On January 28, 15 NFL teams’ social media accounts – including both Super Bowl LIV contestants, the Kansas City Chiefs and San Francisco 49ers – began posting strange messages.
It was the work of OurMine, a Saudi hacker group, who not only gained access to the team accounts but to the main @NFL account as well.
This incident shined a spotlight on the issue of cybersecurity for teams and leagues, especially given the sheer amount of information that every franchise compiles – from player and fan data to opposing teams’ scouting reports.
“The whole cyber-hacking climate that’s out there, whether it’s somebody trying to hack into our system or just stealing our information and season ticket holder information, that would be awful if it got into the wrong hands,” Sergio Del Prado, the Padres’ senior vice president of corporate partnerships, said.
The issue does not just include threats from unknown hackers. In 2017, Major League Baseball Commissioner Rob Manfred handed down severe punishments to the St. Louis Cardinals for hacking into the Houston Astros’ database, this time with a stolen password.

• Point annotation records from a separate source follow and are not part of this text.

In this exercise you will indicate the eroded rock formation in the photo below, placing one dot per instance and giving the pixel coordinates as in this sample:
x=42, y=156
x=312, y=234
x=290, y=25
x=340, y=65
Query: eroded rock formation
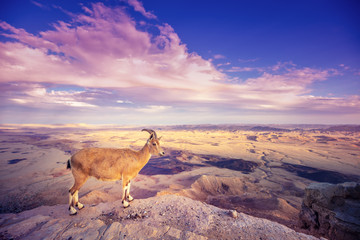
x=332, y=210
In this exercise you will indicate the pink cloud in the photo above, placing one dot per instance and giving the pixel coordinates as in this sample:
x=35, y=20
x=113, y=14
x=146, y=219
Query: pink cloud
x=140, y=8
x=104, y=48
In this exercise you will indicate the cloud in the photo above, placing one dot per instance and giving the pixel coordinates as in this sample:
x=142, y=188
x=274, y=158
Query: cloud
x=117, y=63
x=219, y=56
x=140, y=8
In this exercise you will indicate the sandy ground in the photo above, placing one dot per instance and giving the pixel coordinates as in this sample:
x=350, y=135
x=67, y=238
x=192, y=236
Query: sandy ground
x=262, y=173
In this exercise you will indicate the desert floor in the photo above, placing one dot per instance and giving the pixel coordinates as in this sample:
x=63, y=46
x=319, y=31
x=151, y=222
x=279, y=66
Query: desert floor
x=262, y=173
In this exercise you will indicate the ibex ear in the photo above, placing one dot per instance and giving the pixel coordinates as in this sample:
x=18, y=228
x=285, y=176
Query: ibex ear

St. Louis was forced to make a $2 million payment to Houston, send over its two highest picks in the 2017 draft, and place former scouting director Chris Correa – who was at the center of this investigation – on MLB’s permanently ineligible list, banning him from baseball.
When it comes to tackling cybersecurity concerns, collaboration can help eradicate the growing number of data hacks in pro sports.
OurMine’s hacking of the NFL’s Twitter accounts is just one instance of people coming together to cause disruption, said Christopher Robinson, a cyber threat analyst at Cyber Resilience Institute. While this has become the norm, he thinks that more sports properties need to follow suit and start a dialogue to inhibit future cyber attacks.
“All the adversaries are working together as organized teams and they are sharing information,” Robinson said. “They’re sharing code and payloads to attack the teams of the athletes, the sponsors and the fans. But on our defensive side, we need to work more in sharing information with each other team-wise to better know how each team is being attacked.”
Robinson also agrees that it’s imperative for more teams to break ground on cybersecurity partnerships. With the financial and healthcare industries dedicating significant resources to this area, there is no reason why it shouldn’t be happening in professional sports.
“It’s just inherently necessary, and we’re seeing that more and more with the social media hacks,” Robinson said. “At the end of the day, they impact the sports, the brands, the companies, the athletes involved, and even the cities. it’s just too big of an impact to ignore.”
The Padres have begun taking their own steps to protect the team’s data by signing a multi-year partnership with cyber protection company Acronis. The Padres will use the company’s products to secure its data, applications, and systems.
“We just want to make sure that all our info is secure. Not so much from other clubs – even though that’s a nice byproduct – but more importantly from some bad people out there who are trying to constantly hack into all the information they can tap into,” said Del Prado.
Del Prado expects more teams to sign cybersecurity deals.
Pat Hurley, Acronis’s vice president and general manager of the Americas, said that in the past three years, 93% of organizations have been the target of at least one cybersecurity attack – with sports being a prominent target.
“They’re big logos, they’re popular, and to get one of those in the news, I don’t think any hacker would be disappointed to see that their hack came in and deployed a ransomware attack on one of these organizations,” Hurley said.
The focus on these sorts of deals has also become an interesting sponsorship category – one that adds a beneficial off-the-field relationship as well, according to Troup Parkinson, the Red Sox’s executive vice president of partnerships.
“[Cybersecurity] is an interesting category – one that’s always been very relevant, maybe not as relevant on the sponsorship or partnership front. But that’s probably something you’re noticing now over the last few years. We’ve obviously always been very focused on cyber security, and I think probably the league is very much,” he said.